Wheel Reviews-The Speed King-1913

By David G. Firestone

Before we get to the movie review, I have some housekeeping to take care of. I’m starting a new job soon, so I won’t have as much time to devote to The Driver Suit Blog as I once did. As such, I will only do Friday Features every other week. The Tracker and Grades will be unaffected. With that out of the way, let’s get to the review:

I have a great deal of respect for silent movies. Nowadays anyone can shoot their own shows for YouTube, with the greatest technology a person can have. Back when movies first started in 1894, sound technology wasn’t even close to being a thing, so “moving pictures”, which movies were called, had no sound, and usually, at theaters, there was someone playing a piano for the audience. Once movies with sound, or “talkies” became a thing, silent film was done pretty much for good.

It’s easy to dismiss silent films as obsolete, but these movies can be really entertaining. Guys like Laurel and Hardy, Buster Keaton, and Charlie Chaplin made the genre their own, and produced some very hilarious films over the years. One of the most popular stars of the silent era was Roscoe “Fatty” Arbuckle. While Arbuckle was known for his movies, he is better known for the death of Virginia Rappe, at a party at the St. Francis Hotel, in San Francisco. While Arbuckle was not responsible for her death, the press at the time painted a picture of Arbuckle as a violent rapist, which would destroy his career.
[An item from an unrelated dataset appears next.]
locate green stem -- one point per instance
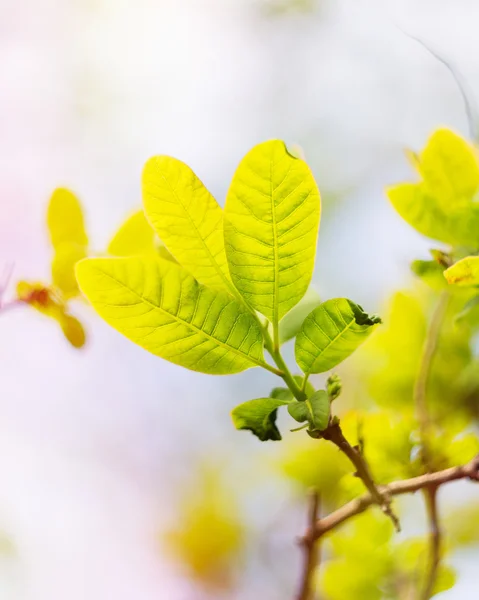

History has since vindicated Arbuckle, but that was of little comfort to a comedian who had everything stolen from him.

One of Fatty Arbuckle’s early roles was in a 1913 Keystone film named The Speed Kings.

It stars Ford Sterling as Papa, Mabel Normand as Mabel, and Teddy Tetzlaff, Earl Cooper, and Barney Oldfield as themselves. The plot is that Mabel and Papa are going to watch the races, Papa is a fan of Cooper, whereas Mabel is a fan of Tetzlaff. While Cooper and Papa are talking, Tetzlaff and Mabel sneak off to a bench for some alone time before the race. Papa decided to sabotage Tetzlaff’s car to keep him from winning the race and his daughters heart.

The day of the race comes, and Papa and Mabel attend. They briefly see Barney Oldfield in his car, and in that same brief sequence, Fatty Arbuckle also make an appearance. Mabel goes to see Tetzlaff, and this enrages her father. She takes a seat, and the race begins. The racing footage itself was from several races, so it does look kind of odd, but it’s not bad. Given the technical limitations, some of the footage shot for the short is really good.

During the race, Mabel goes on to the track and stands next to Fatty Arbuckle, who waves the flag. An argument ensues, Papa attacks Fatty, and Mabel and Papa have a chase back to their seats. Papa’s sabotage works, and Tetzlaff’s car is damaged, forcing him and his mechanic to pull over and fix it, losing the lead to Cooper. Cooper wins the race, and Papa tells Cooper that Mabel is his, though Mabel runs towards Tetzlaff. Mabel and Tetzlaff embrace, while Papa decides to have another fight with Arbuckle, as the movie comes to an end.

While I did enjoy this movie overall, there were a few issues. First, the race footage looks odd when compared to more polished movies. Sometimes the race is on a track, other times it is on public roads. The second, and bigger problem is Papa. Papa is played by Ford Sterling, a well-known and respected silent film veteran. My problem with Papa is that Sterling is way too over the top with his facial and body expressions, especially when compared to the rest of the cast. He is overacting, while everyone else is acting normally, and it just looks odd. Still, I like the movie, so I’ll give it an A-.